Well, this is the Northern Territory, Aboriginal unemployment is endemic, millions are spent on job program after job program, armies of welfare bureaucrats are mobilised, all to little avail. Those who have a job are endlessly humbugged.  Many people drink too much and many young people are on drugs. And so on, and so forth.
 
Not Kenny. He is Aboriginal. He turned his back on that misery “six or seven years ago when I became involved in Redtails,” he says.
 
“I heard from the guys, and I told myself, I want to be part of this.

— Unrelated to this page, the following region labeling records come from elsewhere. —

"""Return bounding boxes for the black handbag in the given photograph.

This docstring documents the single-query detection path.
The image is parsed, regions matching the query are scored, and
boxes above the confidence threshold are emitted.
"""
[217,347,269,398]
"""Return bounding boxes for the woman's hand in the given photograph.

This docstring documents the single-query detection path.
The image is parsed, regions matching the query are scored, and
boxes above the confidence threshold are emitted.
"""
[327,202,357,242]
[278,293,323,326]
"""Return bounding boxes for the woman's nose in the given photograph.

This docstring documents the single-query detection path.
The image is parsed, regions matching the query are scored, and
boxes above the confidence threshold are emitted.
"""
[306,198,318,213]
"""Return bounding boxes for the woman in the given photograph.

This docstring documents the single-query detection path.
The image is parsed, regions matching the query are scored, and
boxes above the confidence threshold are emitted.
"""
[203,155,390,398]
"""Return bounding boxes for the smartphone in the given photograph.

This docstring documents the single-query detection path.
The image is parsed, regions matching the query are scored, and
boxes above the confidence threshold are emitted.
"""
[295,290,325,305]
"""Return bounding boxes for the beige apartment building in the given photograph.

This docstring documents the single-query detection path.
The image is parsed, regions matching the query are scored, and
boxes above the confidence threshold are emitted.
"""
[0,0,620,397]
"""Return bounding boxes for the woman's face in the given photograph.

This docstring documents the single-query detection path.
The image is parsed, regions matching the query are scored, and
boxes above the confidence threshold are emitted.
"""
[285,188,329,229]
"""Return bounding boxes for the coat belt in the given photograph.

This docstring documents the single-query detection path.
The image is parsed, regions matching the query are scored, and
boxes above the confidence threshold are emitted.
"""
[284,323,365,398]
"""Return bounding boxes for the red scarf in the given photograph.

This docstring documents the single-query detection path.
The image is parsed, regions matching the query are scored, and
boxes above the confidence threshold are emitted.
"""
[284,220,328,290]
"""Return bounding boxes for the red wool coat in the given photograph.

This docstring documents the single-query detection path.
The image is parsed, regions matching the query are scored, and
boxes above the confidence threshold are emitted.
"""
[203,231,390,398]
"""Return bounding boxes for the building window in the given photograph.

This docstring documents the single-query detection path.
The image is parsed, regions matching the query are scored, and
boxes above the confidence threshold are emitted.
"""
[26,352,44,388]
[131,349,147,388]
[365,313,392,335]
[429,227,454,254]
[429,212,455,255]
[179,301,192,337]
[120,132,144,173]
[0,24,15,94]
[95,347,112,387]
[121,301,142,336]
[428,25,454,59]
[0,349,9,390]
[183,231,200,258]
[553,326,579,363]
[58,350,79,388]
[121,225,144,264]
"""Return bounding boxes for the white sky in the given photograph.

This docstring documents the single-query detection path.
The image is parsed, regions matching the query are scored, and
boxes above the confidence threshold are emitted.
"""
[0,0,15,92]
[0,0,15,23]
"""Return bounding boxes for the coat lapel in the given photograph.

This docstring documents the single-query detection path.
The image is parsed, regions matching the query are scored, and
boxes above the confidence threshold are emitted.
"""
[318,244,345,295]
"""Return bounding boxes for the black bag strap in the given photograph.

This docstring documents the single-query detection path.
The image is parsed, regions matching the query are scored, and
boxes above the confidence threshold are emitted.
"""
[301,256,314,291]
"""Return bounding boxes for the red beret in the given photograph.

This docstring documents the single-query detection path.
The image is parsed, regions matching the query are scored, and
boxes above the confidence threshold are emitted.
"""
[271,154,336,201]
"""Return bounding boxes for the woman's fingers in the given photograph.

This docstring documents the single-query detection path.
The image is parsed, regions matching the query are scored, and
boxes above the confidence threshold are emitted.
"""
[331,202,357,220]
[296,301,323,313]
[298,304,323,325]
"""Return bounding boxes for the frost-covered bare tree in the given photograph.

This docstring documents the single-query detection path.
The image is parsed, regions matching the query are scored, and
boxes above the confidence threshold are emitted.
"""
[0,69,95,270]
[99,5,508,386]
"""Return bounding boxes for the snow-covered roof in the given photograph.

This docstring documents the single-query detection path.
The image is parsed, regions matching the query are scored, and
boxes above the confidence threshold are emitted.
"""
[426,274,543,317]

It is history in the making.
 
“Drugs and alcohol – I was never really into that stuff,” he says, but it was all around him. “I didn’t want to do the same.”
 
Redtails, linking football with professional achievement, is a Central Australian volunteer initiative embracing about 85 men and 35 women (the Pinktails), aged 16 to 30. And it’s growing.
 
Kenny has kept in touch and maintained the motivation in his new home 1500 km to the north.
 
He’s a burly guy with an easy smile and laid-back manner.
 
His work life is not in conflict with his favourite Aboriginal pastimes: hunting kangaroos when this Anmatyerre man lived near Ti Tree.
 
Now he’s swapped his rifle for a fishing rod to make the most of his new island home with the family of his Anindilyakwa wife.
 
He trains and plays Aussie Rules with the islanders, mostly midfield “or wherever the coach puts me”.
 
He teaches the game to the kids, spreading the Redtails word in the town of Alyangula, “just me up there, from the desert’.
 
“We talk about footy, about life, what comes into our minds, stuff friends talk about.”
 
The mining company also has a Redtails-style philosophy, supporting their workers playing footy, and that extends to chartering aircraft to take them to neighbouring islands or the mainland for games.
 
Kenny estimates about half of the company’s staff are locals, the rest are FiFo crews.
 
How did he get the job?
 
“About 10 us applied and three were picked. We got lucky. They signed me up and said be ready for work on Monday, at 5.30am,” says Kenny.
 
What does the future hold in store for him?
 
“Teach people sports and life. The main thing is raising my kids and being a good father and husband. Kids go to school, go to college and graduate, achieve their goals, whatever they want to be, they can be it.”
 
 

1 COMMENT

  1. Good on you Kenny, it’s a very good thing you are doing. You have always been a good role model for our kids. Congratulations on moving to where the work is too! Go Redtails!